En effet, on a appris l’issue du procès qui opposait les deux fabricants Apple et Samsung. Les deux s’accusent mutuellement de violation de brevet. Le verdict est tombé : Samsung est condamné à verser un milliard de dollars à la marque à la pomme. A charge de revanche.
Mise à part le caractère infantile de cette affaire (« non c’est pas moi, c’est toi »), il est intéressant de voir la place centrale qu’occupe le brevet dans les stratégies commerciales des entreprises et dans la constitution de leurs profits. Des sociétés proches de la banqueroute tentent même de sauver les meubles en vendant leurs brevets.
Désormais, la commercialisation de nouveaux produits (smartphones, tablettes, ordinateurs…) est nécessairement assortie d’accessoires et… de procès.
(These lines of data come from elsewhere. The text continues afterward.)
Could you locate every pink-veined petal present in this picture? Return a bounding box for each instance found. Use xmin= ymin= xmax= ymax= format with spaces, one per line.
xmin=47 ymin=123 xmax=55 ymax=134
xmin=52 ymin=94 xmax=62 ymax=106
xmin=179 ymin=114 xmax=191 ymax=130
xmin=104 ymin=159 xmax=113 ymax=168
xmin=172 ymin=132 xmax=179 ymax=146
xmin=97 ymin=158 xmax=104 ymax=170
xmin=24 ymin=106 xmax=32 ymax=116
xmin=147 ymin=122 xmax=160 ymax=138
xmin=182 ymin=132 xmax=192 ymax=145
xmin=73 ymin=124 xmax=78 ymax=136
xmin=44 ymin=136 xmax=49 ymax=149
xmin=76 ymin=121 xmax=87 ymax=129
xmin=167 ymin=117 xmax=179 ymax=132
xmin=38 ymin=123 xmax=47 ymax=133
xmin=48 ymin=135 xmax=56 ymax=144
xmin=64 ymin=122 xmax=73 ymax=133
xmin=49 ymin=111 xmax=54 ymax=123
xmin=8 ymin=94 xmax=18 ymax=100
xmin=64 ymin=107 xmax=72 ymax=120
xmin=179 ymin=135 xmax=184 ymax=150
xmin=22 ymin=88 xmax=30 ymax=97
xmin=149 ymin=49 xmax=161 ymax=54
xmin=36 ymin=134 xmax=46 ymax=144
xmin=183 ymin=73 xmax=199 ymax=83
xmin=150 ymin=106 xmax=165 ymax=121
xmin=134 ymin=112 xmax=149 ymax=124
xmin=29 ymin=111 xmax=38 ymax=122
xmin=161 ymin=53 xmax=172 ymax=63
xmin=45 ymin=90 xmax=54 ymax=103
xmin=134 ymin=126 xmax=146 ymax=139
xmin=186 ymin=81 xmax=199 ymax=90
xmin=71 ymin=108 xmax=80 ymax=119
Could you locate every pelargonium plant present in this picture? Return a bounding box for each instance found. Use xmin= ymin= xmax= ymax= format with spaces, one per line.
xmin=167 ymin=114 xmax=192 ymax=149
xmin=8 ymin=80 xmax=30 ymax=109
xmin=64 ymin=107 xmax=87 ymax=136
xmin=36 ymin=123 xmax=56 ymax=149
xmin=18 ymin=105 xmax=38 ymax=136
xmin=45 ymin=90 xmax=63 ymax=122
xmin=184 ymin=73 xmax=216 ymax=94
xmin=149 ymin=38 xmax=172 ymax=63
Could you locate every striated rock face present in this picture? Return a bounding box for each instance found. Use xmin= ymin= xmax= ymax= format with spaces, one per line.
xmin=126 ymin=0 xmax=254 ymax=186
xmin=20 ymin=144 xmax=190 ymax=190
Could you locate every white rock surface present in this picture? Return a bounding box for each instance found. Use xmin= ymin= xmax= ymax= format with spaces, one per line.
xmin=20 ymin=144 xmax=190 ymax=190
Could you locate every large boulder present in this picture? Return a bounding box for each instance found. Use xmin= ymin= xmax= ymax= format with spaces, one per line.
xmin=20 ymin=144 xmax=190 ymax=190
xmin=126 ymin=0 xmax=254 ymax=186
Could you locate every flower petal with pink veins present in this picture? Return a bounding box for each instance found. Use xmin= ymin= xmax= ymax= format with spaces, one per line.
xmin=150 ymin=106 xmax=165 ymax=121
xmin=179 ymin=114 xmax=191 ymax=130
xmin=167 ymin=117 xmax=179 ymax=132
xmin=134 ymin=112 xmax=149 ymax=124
Cependant, il est assez remarquable de voir comment la copie a représenté une source d’innovation pour la firme de Cupertino. L’imitation de ses produits a contraint Apple à innover. La copie constitue véritablement un facteur d’émulation.
« I have a dream »
Une incroyable découverte a été faite récemment. Un enregistrement sonore inédit de Martin Luther King a été retrouvé. Mais puisque nous sommes dans la chronique du Copyright Madness, vous imaginez que cela cache quelque chose. Vous avez raison.
La bande sonore devrait faire l’objet d’une transaction commerciale. Un certain Keya Morgan, spécialiste en artefacts, souhaite vendre la bobine à un musée. Après tout, M.L King est mort en 1968 et la personne qui l’a interviewé est encore en vivante. Par conséquent, l’enregistrement n’est pas libre de droit. Pourquoi se priver d’une petite plus-value ?
En y regardant de plus près, M.L.King fait l’objet de dérives assez incroyables. En effet, vous ne pouvez pas réciter trop de phrases du célèbre discours I have a dream.
Ce discours a été prononcé en public dans un contexte qui a marqué l’histoire politique et sociale des Etats-Unis. Bien que les discours publics puissent s’apparenter à une exception au droit d’auteur, celui de M.L.King n’appartient pas au domaine public. Le discours ayant été diffusé à la TV par CBS, et M.L.King ayant revendiqué son droit en tant qu’auteur, il est donc soumis au droit d’auteur. De ce fait, les héritiers peuvent réclamer une redevance pour la diffusion et la reproduction sonore ou vidéo du discours.
Rendez-vous donc en 2038 dans le domaine public !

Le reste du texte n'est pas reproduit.